For those who don’t practice a religion, orienting oneself in the world is more problematic. The moral force of religion has diminished greatly over the past century. This, while the complexities and ambiguities of life grow ever more complex and ambiguous. We face more choices with fewer guidelines. We still need spiritual growth.
Secular people need a compass, too, or they won’t know where they’re going. How do you find the purpose of living if you don’t have a religion to tell you what it is? And what happens to you if you lack understanding of your life’s purpose? The path of least resistance beckons. And that’s not necessarily the best path to travel.
Personal and emotional maturity might be a reasonable goal for the secular individual. This means cultivating the self, learning the lessons of life, reaching one’s own potential. We have a “higher self”, even if we have no God. Our higher self wants us to be better.
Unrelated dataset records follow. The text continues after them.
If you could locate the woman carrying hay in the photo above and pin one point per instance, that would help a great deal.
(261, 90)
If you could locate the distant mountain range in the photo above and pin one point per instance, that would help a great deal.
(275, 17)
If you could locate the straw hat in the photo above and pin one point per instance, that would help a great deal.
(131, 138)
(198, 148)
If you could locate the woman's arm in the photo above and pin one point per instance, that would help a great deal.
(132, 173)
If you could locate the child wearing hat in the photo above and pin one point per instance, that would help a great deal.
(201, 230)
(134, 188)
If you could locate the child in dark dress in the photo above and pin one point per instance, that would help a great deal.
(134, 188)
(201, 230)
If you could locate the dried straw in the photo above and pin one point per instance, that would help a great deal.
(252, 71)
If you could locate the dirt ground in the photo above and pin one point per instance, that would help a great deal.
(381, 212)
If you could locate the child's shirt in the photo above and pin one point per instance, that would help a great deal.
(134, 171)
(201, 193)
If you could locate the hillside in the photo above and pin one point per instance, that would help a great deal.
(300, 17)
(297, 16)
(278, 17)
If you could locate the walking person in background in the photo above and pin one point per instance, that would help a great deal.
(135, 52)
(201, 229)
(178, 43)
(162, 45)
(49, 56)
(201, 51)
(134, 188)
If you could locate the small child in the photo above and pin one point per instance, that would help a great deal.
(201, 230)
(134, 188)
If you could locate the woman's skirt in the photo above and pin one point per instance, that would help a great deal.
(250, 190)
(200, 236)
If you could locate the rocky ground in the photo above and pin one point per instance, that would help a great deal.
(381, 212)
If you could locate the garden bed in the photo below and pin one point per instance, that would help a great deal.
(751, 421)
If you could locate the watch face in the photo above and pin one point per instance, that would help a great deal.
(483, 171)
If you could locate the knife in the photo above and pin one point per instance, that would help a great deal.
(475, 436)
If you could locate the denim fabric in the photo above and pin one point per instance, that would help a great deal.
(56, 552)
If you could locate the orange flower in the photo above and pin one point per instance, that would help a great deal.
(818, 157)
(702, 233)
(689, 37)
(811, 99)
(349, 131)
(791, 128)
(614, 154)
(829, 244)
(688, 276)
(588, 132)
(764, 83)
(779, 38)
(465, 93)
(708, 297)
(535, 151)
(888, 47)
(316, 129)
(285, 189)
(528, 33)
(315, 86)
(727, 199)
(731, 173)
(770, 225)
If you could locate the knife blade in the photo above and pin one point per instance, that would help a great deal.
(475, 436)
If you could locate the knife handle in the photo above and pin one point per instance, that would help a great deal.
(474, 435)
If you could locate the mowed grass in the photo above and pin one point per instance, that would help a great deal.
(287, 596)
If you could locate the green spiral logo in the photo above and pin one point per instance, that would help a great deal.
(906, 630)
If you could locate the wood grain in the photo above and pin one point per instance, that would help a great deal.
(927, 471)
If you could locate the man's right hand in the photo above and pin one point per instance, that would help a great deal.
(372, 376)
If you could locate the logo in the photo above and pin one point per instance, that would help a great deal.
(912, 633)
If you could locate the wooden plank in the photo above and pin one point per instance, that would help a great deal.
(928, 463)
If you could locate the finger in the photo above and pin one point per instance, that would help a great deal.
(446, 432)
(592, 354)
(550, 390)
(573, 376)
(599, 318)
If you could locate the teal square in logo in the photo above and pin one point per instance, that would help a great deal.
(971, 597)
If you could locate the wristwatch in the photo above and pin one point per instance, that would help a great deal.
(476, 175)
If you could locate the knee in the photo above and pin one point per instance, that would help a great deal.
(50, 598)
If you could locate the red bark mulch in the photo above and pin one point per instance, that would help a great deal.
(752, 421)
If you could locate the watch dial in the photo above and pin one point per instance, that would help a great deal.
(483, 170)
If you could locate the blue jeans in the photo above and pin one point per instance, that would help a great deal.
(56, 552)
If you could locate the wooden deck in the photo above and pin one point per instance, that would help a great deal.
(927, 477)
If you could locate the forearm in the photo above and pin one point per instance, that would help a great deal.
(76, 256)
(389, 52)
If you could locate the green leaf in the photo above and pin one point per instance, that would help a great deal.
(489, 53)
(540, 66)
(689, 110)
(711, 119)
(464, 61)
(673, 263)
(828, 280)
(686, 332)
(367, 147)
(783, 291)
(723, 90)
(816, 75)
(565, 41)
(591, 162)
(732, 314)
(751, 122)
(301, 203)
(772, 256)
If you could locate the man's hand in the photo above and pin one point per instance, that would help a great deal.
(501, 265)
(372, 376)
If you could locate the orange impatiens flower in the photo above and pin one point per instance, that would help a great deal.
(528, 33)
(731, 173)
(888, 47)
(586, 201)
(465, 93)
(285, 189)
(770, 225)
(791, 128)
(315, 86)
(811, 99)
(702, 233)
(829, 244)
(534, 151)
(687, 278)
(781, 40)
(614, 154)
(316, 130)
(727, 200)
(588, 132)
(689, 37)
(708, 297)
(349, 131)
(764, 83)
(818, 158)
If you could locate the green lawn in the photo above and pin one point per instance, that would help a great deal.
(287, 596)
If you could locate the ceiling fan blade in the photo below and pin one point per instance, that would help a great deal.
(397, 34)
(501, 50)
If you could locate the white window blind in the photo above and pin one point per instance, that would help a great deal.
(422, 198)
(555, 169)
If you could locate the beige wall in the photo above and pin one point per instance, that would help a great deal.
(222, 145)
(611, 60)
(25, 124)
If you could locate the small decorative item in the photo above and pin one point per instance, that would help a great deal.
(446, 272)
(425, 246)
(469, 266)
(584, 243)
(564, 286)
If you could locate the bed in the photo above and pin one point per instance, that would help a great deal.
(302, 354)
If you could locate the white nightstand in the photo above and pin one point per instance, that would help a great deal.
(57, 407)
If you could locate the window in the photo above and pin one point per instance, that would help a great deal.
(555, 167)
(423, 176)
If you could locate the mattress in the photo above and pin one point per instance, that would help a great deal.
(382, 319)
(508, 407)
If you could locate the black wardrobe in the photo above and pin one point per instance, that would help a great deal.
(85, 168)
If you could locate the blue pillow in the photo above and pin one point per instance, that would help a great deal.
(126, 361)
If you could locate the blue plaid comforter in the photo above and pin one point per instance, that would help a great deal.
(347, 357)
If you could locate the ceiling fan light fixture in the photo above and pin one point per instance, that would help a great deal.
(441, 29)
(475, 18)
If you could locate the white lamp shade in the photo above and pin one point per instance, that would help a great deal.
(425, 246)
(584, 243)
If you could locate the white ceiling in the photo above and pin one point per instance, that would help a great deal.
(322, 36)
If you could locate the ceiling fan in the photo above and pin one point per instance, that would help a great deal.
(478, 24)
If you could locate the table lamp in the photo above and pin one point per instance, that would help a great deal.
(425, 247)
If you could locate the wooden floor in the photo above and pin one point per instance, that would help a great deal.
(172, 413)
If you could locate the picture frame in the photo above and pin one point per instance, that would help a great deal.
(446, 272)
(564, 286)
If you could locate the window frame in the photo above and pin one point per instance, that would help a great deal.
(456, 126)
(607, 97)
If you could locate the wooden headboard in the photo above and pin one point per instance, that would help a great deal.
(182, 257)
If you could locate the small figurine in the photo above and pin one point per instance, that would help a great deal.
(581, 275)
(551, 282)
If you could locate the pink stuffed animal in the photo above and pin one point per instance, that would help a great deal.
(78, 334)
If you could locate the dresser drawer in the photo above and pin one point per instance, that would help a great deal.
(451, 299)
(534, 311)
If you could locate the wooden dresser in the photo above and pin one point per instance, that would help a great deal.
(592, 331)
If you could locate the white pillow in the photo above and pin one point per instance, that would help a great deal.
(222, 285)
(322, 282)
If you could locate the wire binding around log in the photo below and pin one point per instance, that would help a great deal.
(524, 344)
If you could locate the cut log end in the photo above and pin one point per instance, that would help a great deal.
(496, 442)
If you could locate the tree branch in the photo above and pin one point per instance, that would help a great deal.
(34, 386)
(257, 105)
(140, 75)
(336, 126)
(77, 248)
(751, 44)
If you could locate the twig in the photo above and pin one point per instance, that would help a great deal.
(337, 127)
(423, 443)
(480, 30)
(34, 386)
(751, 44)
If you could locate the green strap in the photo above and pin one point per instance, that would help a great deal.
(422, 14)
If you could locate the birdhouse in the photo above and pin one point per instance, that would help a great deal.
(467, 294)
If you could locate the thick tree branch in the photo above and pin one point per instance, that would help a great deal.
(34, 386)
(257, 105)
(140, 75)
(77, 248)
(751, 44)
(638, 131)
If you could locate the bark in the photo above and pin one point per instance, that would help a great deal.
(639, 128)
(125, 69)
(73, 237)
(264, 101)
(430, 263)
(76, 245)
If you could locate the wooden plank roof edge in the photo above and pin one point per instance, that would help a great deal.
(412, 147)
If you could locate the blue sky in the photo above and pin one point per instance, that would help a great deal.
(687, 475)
Living in the world, doing business, having relationships and loving, we have opportunities to learn and grow. Allowing our experiences to affect and change us, we continually replenish ourselves, gaining wisdom and awareness. Eventually, we figure out what’s important and cultivate that which matters to us. If we look for our best self along the way and try to express that, we discover the virtues of maturity: patience, tolerance, forgiveness, compassion, generosity, wisdom, courage and faith. These bring us peace and fulfillment at last. Do we need a higher goal than that in this life?